Determine each ratio as a decimal to four places, then find the angle to the nearest whole number A Ratio Ratio as a decimal Angle sin c 15 cm 8 cm COS C ĐI tan C С 17 cm B COS 8 sin B

To find the ratios as decimals and their corresponding angles, we need to perform some trigonometric calculations based on the provided measurements of a right-angled triangle ABC (assuming it is a right-angled triangle with angle C being the right angle):

1. **sin C** - We have opposite side = 8 cm and the hypotenuse = 15 cm. Therefore, sin C = opposite/hypotenuse = 8/15 ≈ 0.5333 (to four places).

To find the angle C, we'd use the inverse sine function (arcsin), but since C is a right angle in our assumption, this step wouldn't be necessary. However, if we are required to find the angle C that isn't a right angle (which is contradictory with initial assumptions), we would use: C = arcsin(0.5333) ≈ 32.3° (to the nearest whole number would be 32°).

2. **cos C** - This is the adjacent side over the hypotenuse. Since angle C is the right angle, cos C is actually 0, as cosine of 90 degrees is 0. If angle C is not 90 degrees and we have the adjacent side measurement, we would need that value.

3. **tan C** - Since angle C is the right angle in the triangle, tan C is undefined because tangent is the ratio of the opposite side to the adjacent side (opposite/adjacent), and the length of the adjacent side approaches 0 as the angle approaches 90 degrees.

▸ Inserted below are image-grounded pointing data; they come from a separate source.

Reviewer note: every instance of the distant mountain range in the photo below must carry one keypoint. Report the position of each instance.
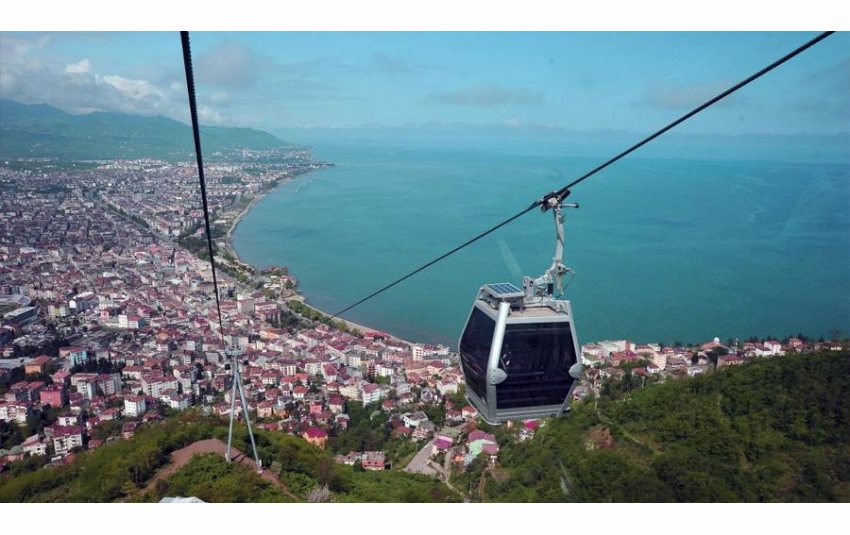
(42, 131)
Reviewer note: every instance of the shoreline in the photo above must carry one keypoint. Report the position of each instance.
(229, 247)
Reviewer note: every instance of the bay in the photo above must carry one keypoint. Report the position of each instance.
(664, 249)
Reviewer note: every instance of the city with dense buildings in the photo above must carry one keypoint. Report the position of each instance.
(109, 323)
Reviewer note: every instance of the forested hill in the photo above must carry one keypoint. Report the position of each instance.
(772, 430)
(42, 131)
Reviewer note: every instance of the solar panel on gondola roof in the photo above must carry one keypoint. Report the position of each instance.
(504, 289)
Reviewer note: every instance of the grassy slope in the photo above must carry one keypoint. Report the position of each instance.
(772, 430)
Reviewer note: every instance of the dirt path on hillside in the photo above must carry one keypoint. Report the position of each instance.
(213, 445)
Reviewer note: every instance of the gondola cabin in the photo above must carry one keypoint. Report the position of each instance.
(518, 354)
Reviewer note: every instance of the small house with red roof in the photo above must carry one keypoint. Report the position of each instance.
(317, 437)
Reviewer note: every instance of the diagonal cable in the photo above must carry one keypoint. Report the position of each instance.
(193, 107)
(565, 191)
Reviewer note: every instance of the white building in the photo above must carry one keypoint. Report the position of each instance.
(134, 406)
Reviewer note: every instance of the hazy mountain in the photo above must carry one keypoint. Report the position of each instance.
(40, 130)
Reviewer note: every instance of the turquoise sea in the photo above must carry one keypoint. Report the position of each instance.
(664, 249)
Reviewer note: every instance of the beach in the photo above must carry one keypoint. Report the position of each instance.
(227, 245)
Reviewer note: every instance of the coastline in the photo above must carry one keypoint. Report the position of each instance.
(227, 245)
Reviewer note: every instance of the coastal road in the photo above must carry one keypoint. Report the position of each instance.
(419, 464)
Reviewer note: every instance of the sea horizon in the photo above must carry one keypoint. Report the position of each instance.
(665, 249)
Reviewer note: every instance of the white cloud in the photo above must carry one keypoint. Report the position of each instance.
(29, 74)
(209, 116)
(81, 67)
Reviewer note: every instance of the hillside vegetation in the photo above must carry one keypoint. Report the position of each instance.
(772, 430)
(120, 471)
(39, 130)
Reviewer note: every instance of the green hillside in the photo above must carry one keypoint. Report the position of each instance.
(122, 471)
(771, 430)
(42, 131)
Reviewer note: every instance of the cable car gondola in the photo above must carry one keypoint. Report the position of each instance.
(518, 350)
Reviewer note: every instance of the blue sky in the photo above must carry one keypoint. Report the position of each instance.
(625, 81)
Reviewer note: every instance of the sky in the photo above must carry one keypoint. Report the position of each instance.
(582, 81)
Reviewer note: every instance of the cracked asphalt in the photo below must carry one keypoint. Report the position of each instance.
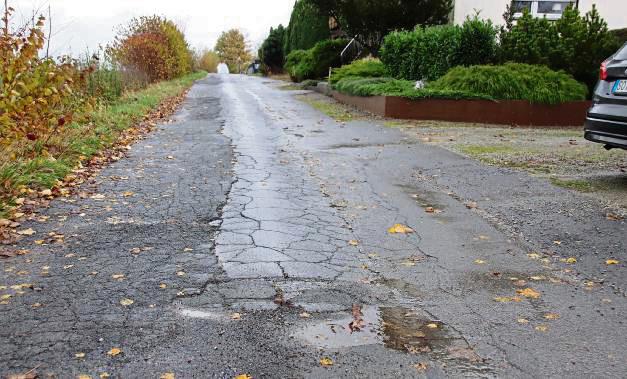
(250, 236)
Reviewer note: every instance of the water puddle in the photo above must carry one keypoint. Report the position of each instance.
(397, 328)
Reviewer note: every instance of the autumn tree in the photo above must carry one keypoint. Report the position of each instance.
(154, 46)
(208, 60)
(370, 21)
(233, 50)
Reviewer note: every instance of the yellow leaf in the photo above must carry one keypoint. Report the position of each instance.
(115, 351)
(502, 299)
(126, 302)
(326, 362)
(529, 293)
(400, 229)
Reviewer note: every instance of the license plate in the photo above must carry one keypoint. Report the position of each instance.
(620, 87)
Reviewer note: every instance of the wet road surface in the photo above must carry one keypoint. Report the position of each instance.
(250, 236)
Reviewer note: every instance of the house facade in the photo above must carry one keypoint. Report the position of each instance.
(613, 11)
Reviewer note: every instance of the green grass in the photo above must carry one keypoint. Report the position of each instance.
(84, 141)
(581, 185)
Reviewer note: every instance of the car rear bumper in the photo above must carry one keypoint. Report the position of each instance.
(608, 132)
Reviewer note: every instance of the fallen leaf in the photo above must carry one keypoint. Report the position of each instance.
(614, 217)
(504, 299)
(421, 367)
(115, 351)
(126, 302)
(529, 293)
(326, 362)
(400, 229)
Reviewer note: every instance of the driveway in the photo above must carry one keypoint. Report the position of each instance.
(254, 235)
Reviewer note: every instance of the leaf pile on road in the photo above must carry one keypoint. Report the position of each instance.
(28, 201)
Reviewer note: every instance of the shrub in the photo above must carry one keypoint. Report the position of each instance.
(38, 96)
(315, 62)
(153, 45)
(364, 68)
(576, 44)
(430, 52)
(307, 27)
(478, 44)
(514, 81)
(395, 87)
(271, 51)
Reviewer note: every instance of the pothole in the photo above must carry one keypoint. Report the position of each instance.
(398, 328)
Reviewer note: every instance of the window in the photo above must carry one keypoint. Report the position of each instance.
(552, 10)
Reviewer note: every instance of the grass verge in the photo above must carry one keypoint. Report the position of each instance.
(62, 153)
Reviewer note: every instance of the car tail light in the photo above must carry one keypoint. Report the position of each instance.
(603, 72)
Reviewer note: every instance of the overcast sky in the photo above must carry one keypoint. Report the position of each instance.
(82, 24)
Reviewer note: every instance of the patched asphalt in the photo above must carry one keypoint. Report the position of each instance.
(251, 235)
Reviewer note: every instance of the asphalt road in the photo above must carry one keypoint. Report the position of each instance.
(250, 236)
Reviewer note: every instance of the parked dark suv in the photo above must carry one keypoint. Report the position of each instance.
(607, 119)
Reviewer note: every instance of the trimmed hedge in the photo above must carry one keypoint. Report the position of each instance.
(513, 81)
(395, 87)
(363, 68)
(429, 53)
(315, 62)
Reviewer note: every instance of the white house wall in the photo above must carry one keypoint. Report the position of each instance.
(613, 11)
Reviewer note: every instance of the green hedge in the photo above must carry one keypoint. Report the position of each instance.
(363, 68)
(430, 52)
(513, 81)
(398, 87)
(575, 43)
(315, 62)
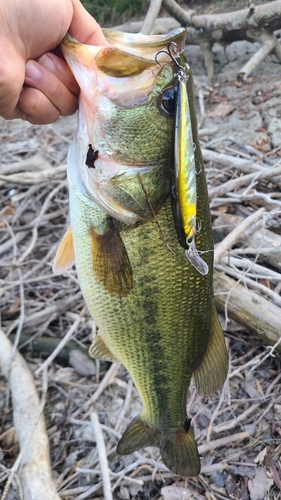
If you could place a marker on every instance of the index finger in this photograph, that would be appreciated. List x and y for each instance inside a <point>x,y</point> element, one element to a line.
<point>85,28</point>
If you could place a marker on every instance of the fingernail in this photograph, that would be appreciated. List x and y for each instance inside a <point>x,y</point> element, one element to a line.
<point>48,63</point>
<point>32,71</point>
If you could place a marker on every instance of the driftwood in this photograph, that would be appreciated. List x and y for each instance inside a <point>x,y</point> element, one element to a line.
<point>33,461</point>
<point>254,24</point>
<point>257,314</point>
<point>256,240</point>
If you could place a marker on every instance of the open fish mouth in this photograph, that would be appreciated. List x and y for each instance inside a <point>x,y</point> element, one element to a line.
<point>123,131</point>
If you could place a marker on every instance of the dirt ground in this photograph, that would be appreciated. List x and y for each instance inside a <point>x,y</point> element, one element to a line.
<point>239,120</point>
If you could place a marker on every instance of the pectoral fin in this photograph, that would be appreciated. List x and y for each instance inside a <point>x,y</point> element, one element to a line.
<point>111,263</point>
<point>64,258</point>
<point>213,368</point>
<point>100,350</point>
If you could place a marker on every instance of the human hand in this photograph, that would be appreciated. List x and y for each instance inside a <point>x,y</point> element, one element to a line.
<point>36,84</point>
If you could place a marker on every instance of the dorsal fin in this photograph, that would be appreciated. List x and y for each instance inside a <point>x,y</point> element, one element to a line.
<point>64,258</point>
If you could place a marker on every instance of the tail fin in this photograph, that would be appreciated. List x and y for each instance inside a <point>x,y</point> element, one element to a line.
<point>177,446</point>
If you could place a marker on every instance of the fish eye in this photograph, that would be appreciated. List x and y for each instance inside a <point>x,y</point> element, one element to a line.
<point>168,100</point>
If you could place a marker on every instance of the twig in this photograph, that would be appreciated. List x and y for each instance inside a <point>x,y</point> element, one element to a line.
<point>102,456</point>
<point>229,186</point>
<point>103,384</point>
<point>270,353</point>
<point>125,405</point>
<point>231,161</point>
<point>255,285</point>
<point>269,42</point>
<point>236,234</point>
<point>62,343</point>
<point>35,473</point>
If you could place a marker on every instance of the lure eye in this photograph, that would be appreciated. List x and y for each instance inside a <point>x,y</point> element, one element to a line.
<point>168,101</point>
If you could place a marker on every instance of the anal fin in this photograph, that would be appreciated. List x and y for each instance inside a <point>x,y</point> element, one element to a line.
<point>212,371</point>
<point>111,263</point>
<point>65,257</point>
<point>100,350</point>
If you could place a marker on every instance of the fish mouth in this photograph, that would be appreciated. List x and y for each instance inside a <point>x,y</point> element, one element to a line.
<point>116,81</point>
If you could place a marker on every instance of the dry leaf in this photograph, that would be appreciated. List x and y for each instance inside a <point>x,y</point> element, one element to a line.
<point>259,387</point>
<point>223,109</point>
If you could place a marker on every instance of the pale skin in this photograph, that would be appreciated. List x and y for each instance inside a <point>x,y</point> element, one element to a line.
<point>35,82</point>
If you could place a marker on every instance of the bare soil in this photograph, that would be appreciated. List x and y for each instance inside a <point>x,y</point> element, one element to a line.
<point>239,120</point>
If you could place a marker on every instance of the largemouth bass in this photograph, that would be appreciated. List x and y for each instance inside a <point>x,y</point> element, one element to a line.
<point>154,310</point>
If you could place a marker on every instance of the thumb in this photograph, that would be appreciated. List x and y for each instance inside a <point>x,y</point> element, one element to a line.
<point>84,27</point>
<point>12,73</point>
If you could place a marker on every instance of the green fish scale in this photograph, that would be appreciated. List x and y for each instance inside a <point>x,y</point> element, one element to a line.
<point>139,135</point>
<point>160,331</point>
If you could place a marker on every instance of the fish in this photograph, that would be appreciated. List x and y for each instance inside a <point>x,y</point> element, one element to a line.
<point>154,310</point>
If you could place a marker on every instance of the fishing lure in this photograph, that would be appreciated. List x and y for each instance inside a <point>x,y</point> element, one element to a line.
<point>184,198</point>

If we're given an opposite side (8 cm) and an adjacent side (17 cm) instead, assuming the question is about angle B: 1. **cos B** - We are given the adjacent side, 17 cm, and the hypotenuse, which is missing. We calculate the hypotenuse using Pythagoras' theorem:

\( a^2 + b^2 = c^2 \) \( 8^2 + 17^2 = c^2 \) \( 64 + 289 = c^2 \) \( c^2 = 353 \) \( c ≈ 18.7883 cm \)

cos B = adjacent/hypotenuse = 17/18.7883 ≈ 0.9046 (to four places). To find B, we take the inverse cosine (arccos): B = arccos(0.9046) ≈ 25.3° (to the nearest whole number would be 25°).

2. **sin B** - Since we have the opposite side (8 cm) and the hypotenuse (18.7883 cm), sin B = opposite/hypotenuse = 8/18.7883 ≈ 0.4258 (to four places). To find angle B, we could also use the inverse sine function: Angle B = arcsin(0.4258) ≈ 25.3° (which matches our previous calculation, since sin and cos are complementary for the two non-right angles in a right-angled triangle).